Essas crises comumente
envolvem conflitos com alguém. Nessa atitude de agüentar
firme temos uma tendência de procurar apoio até
a crise passar, apoio de amigos, apoio de Deus, apoio através
de passagens bíblicas. Com a maior facilidade encontramos
passagens que nos fortalecem, nos encorajam a perseverar
e muitas vezes nos justificam ou mostram que nós
estamos certos. Eventualmente a crise passa e conseguimos
andar como antes, de cabeça erguida e com um sorriso
no rosto e na alma.
Quando a crise não
passa, quando agüentar firme não está
dando certo, quando os versículos não são
suficientes, abrem-se as duas outras opções.
Muitas pessoas retrocedem, voltam para trás. Abandonam
a “fé” que tinham, a convicção
ou equilíbrio que tinham, a maturidade ou confiança
que haviam ganho e voltam para um paradigma do passado,
algo que servia na época mas que já haviam
deixado para trás. Estas pessoas, quando a crise
passa, realmente estão piores do que quando a crise
chegou. Pode ser que suas circunstâncias sejam piores
como no caso de um casamento acabado, um emprego perdido
ou uma grande perda financeira. Mas o que realmente importa
é se a vida interior piorou, se a pessoa demora muito
para recuperar sua fé, confiança, amor, esperança
ou se às vezes nunca as recupera.
Por incrível
que pareça, gigantes da fé podem sofrer disto.
Podemos citar Abraão quando ofereceu sua esposa a
outros reis, Davi quando enfrentou a morte de seu filho
Absalão, Pedro quando negou Jesus e outros.

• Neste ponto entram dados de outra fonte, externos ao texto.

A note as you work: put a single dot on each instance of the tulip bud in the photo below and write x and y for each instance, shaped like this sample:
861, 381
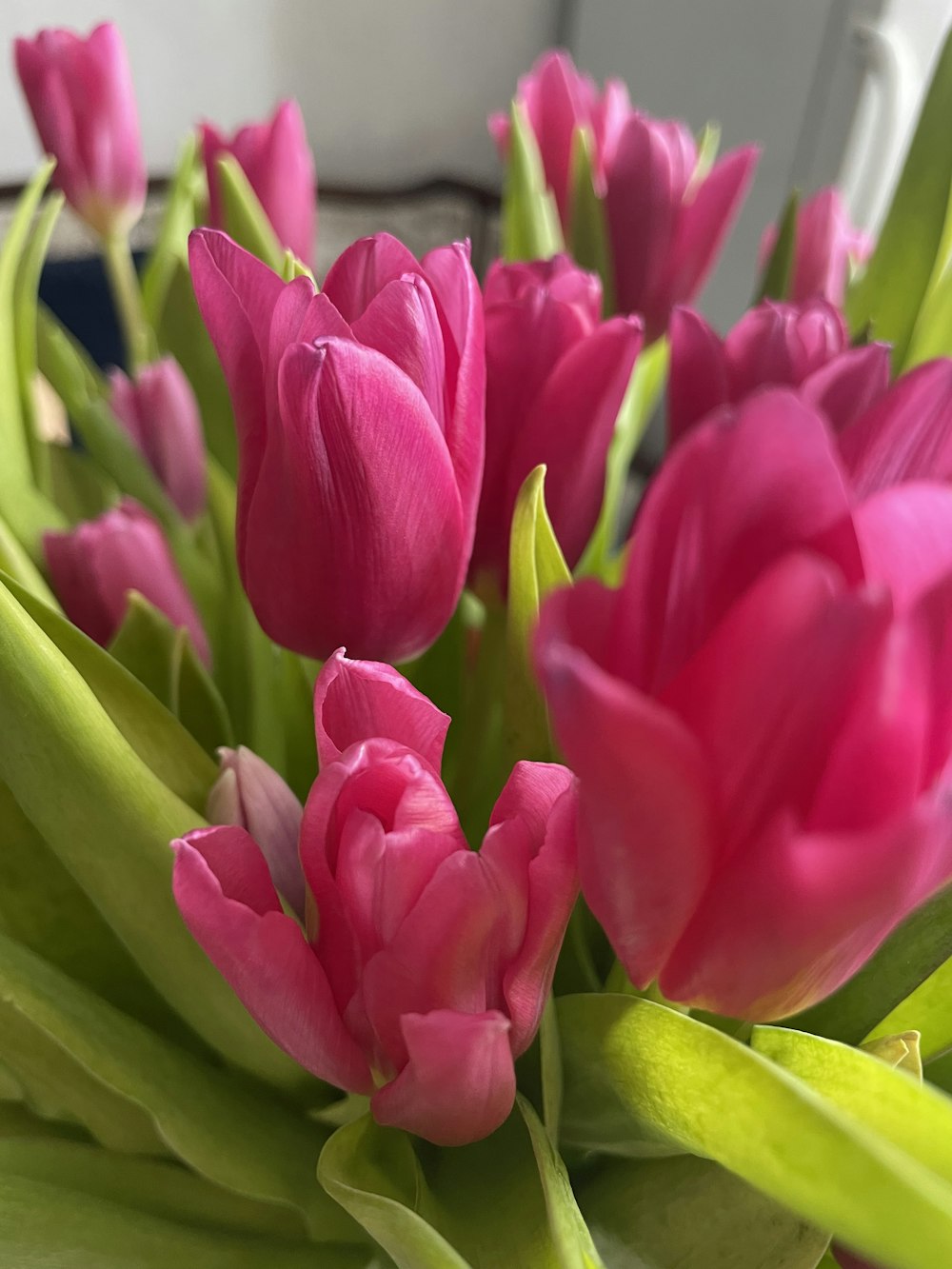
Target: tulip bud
80, 95
280, 168
555, 382
761, 715
361, 434
825, 248
94, 566
425, 966
159, 411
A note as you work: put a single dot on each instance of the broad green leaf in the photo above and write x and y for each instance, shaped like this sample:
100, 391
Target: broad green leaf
246, 220
46, 1227
644, 392
673, 1079
589, 243
890, 293
109, 822
529, 226
571, 1238
228, 1134
908, 957
775, 282
536, 567
158, 738
691, 1214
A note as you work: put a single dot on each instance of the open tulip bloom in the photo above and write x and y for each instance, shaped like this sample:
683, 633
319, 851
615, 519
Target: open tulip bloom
407, 858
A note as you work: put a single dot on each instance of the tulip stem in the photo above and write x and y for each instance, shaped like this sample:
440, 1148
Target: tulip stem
128, 298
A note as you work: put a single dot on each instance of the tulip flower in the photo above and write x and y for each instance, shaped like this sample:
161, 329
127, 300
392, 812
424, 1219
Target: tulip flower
796, 346
761, 727
825, 248
280, 168
423, 966
666, 220
84, 109
361, 427
555, 382
94, 566
160, 414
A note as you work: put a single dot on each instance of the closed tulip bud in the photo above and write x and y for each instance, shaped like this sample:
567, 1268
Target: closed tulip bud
361, 435
80, 95
773, 344
251, 795
826, 247
94, 566
762, 727
159, 411
555, 382
280, 168
423, 966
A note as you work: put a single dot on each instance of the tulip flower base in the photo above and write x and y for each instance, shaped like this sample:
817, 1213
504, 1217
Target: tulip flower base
404, 860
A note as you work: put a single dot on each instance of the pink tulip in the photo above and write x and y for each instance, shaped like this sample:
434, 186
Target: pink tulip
280, 168
361, 435
761, 716
160, 414
423, 966
84, 109
555, 382
94, 566
796, 346
825, 248
251, 795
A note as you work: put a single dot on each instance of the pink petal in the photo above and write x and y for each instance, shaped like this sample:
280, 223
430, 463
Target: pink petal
459, 1084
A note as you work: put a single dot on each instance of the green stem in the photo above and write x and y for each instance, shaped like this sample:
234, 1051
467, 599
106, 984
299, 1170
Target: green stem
128, 297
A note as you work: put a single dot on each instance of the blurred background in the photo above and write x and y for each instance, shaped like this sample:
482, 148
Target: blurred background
396, 95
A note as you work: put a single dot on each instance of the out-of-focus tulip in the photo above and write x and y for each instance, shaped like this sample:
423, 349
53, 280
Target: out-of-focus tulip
80, 95
779, 344
423, 966
761, 717
251, 795
280, 168
555, 382
159, 411
361, 437
666, 218
825, 248
94, 566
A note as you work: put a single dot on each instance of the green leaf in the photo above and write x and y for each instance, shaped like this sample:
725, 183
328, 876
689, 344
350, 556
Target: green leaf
691, 1214
155, 735
640, 400
536, 567
529, 225
672, 1079
890, 293
913, 952
232, 1136
775, 282
109, 822
46, 1227
589, 243
246, 220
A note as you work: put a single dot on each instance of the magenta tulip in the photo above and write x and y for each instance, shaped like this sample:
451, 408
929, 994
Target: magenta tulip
762, 715
159, 411
361, 437
84, 109
423, 966
94, 566
280, 168
555, 382
825, 248
795, 346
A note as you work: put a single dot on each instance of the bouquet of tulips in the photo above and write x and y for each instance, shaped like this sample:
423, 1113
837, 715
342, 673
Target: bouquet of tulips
407, 860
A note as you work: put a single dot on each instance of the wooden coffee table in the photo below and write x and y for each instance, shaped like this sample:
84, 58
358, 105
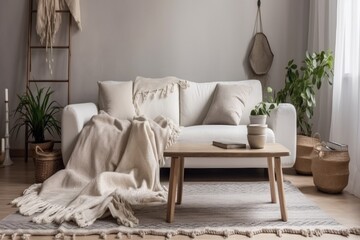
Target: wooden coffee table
178, 151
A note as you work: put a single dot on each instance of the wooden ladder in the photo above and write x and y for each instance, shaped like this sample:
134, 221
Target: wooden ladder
30, 47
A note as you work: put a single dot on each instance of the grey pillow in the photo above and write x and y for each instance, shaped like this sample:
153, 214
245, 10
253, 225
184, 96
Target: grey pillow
228, 104
115, 98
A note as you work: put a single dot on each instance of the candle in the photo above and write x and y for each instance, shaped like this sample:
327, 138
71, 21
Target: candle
2, 145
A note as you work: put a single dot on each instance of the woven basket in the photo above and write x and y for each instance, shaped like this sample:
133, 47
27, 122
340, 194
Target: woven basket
330, 169
304, 149
46, 164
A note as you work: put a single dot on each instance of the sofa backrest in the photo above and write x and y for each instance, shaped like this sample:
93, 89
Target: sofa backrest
188, 106
197, 98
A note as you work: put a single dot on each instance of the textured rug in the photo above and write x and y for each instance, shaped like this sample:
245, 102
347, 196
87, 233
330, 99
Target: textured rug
226, 208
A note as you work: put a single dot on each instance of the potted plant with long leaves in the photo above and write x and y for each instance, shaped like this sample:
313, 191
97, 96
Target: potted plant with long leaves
38, 112
301, 85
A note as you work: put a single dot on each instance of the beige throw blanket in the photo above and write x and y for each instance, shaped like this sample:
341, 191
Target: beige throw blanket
115, 164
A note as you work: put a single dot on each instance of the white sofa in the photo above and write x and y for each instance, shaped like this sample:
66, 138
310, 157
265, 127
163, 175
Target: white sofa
188, 107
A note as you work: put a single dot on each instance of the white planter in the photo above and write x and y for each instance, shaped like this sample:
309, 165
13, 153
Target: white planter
257, 129
257, 119
256, 141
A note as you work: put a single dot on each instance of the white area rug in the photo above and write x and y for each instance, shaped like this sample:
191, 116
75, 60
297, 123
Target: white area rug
225, 208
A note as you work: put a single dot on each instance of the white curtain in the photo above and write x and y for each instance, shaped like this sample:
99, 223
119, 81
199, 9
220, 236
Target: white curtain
321, 36
345, 120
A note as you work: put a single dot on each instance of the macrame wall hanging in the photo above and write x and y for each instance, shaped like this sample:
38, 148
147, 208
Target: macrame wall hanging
261, 56
48, 22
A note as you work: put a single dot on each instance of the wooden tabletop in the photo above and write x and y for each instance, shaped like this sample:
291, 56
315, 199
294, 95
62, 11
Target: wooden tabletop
208, 150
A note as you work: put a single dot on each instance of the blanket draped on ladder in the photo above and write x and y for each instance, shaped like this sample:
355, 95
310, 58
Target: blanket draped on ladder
115, 164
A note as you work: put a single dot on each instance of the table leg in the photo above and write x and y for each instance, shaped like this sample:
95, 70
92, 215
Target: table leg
271, 179
181, 181
174, 177
279, 180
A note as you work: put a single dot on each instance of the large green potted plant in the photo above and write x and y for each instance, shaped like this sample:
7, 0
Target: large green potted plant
300, 89
38, 111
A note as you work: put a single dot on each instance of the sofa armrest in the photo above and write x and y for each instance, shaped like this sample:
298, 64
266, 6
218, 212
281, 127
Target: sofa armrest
282, 121
74, 117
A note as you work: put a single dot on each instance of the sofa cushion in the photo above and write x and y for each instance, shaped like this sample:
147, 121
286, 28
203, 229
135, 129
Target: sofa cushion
228, 104
158, 96
115, 98
195, 101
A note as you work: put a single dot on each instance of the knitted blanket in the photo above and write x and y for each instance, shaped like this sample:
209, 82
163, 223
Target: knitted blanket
115, 164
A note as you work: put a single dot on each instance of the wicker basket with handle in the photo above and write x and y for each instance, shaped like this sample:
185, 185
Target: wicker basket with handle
304, 149
46, 164
330, 169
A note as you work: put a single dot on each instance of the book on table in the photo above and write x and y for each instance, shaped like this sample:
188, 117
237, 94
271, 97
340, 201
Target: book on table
336, 146
229, 145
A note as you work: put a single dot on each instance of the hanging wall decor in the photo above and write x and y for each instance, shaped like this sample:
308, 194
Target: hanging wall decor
48, 22
261, 56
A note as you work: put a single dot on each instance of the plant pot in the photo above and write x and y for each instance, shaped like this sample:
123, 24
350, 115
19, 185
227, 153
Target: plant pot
46, 146
258, 119
256, 141
47, 164
256, 129
330, 169
304, 149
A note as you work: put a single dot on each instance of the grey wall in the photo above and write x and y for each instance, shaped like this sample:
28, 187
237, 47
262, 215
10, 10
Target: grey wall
197, 40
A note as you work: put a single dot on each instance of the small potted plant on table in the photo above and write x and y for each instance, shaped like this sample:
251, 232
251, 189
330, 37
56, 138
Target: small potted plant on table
262, 110
257, 127
38, 113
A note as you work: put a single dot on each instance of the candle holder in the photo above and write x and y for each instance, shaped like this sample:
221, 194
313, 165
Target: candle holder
7, 161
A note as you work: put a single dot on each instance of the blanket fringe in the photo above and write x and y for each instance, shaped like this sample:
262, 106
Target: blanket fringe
199, 232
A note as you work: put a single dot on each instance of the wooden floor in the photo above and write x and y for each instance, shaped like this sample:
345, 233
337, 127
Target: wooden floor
345, 208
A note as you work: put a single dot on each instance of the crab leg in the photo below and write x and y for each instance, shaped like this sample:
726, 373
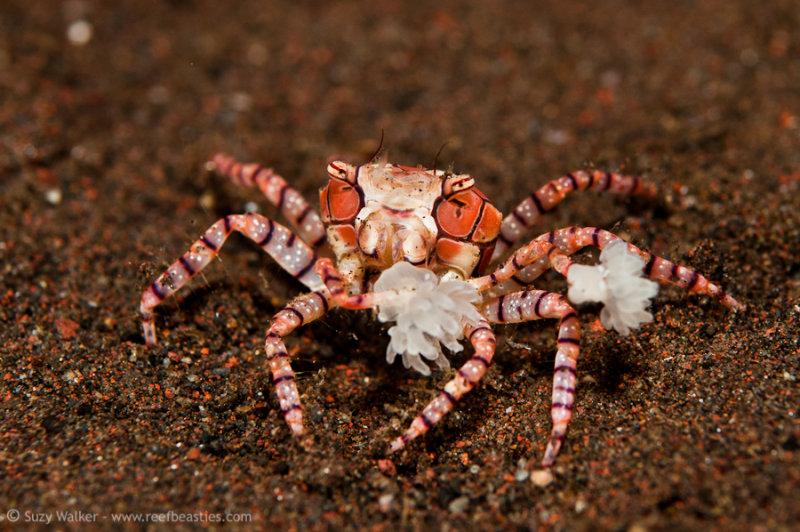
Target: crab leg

Possivelmente
a história que mais me impressiona nesse sentido
é a de José do Egito. Ele atingiu um alto
nível de espiritualidade, de sucesso e de equilíbrio
que o levou ao topo do governo. Quando ele dá nomes
para os seus filhos, ele expressa que seus problemas acabaram:
“Ao primeiro, José deu o nome de Manassés,
dizendo: ‘Deus me fez esquecer todo o meu sofrimento
e toda a casa de meu pai’. Ao segundo filho chamou
Efraim, dizendo: ‘Deus me fez prosperar na terra onde
tenho sofrido’” (Gn 41.51, 52). O passado resolvido,
superado, deixado para trás, o gigante espiritual
olha para frente e abraça o futuro maravilhoso que
Deus lhe havia concedido. Até que o passado volta
e seus irmãos aparecem de novo. Nesse momento, ele
regride; volta a sentimentos que ele nem sabia que guardava.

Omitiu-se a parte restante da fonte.